By Allison Keyes, WTOP.com
ARLINGTON, Va. — There were tattoos everywhere you looked in the Crystal Gateway Marriott. They were on faces and feet, wrists, backs and hands.
The artwork? Dragons and soldiers, sunsets and birds, and oh so much merchandise.
“Anything tattoo related, we have here,” says organizer Greg Piper of Exposed Tattoo and Baller Inc.
There are 400 artists from around the world, as many as 55 vendors, and they’re expecting up to 20,000 people over the three-day event. There are live tattoo contests, with prizes on the spot, and after parties galore.
Piper says things have changed in the business since he starting as an artist in the 1980s.
“The clients,” he says, “want huge tattoos. They want sleeves.”
Retired Marine Henry Harper has one full sleeve, all in black in white, featuring the Grim Reaper.

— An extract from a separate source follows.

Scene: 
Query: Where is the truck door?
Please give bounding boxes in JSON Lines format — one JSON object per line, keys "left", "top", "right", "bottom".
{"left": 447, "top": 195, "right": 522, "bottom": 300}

But today he’s sitting with artists Robert Vendemmia, getting some pink ink on his other arm, which will be in full color.
“It’s gonna be all ‘Looney Tunes’ characters,” says Harper. “I’ve always had a dark side. But you’ve got to have a balance.”
Piper and others at the expo say it is so popular, partly because tattoos are more mainstream now, and more acceptable both in society and in the workplace.
Mary Dillon got what she describes as a short-sleeve Japanese body suit, with waves on one arm, fire and a dragon on the other, and a huge dragon on her back. Dillon got her first tattoo 25 years ago in Scotland.
“It’s a butterfly on my bum!,” Dillon exclaims.
But she won’t be encouraging her 1-year-old, Rory, to get one. Dillon says if he decides to go that route, she’ll suggest that he think long and hard about it. “Because obviously, it’s everlasting.”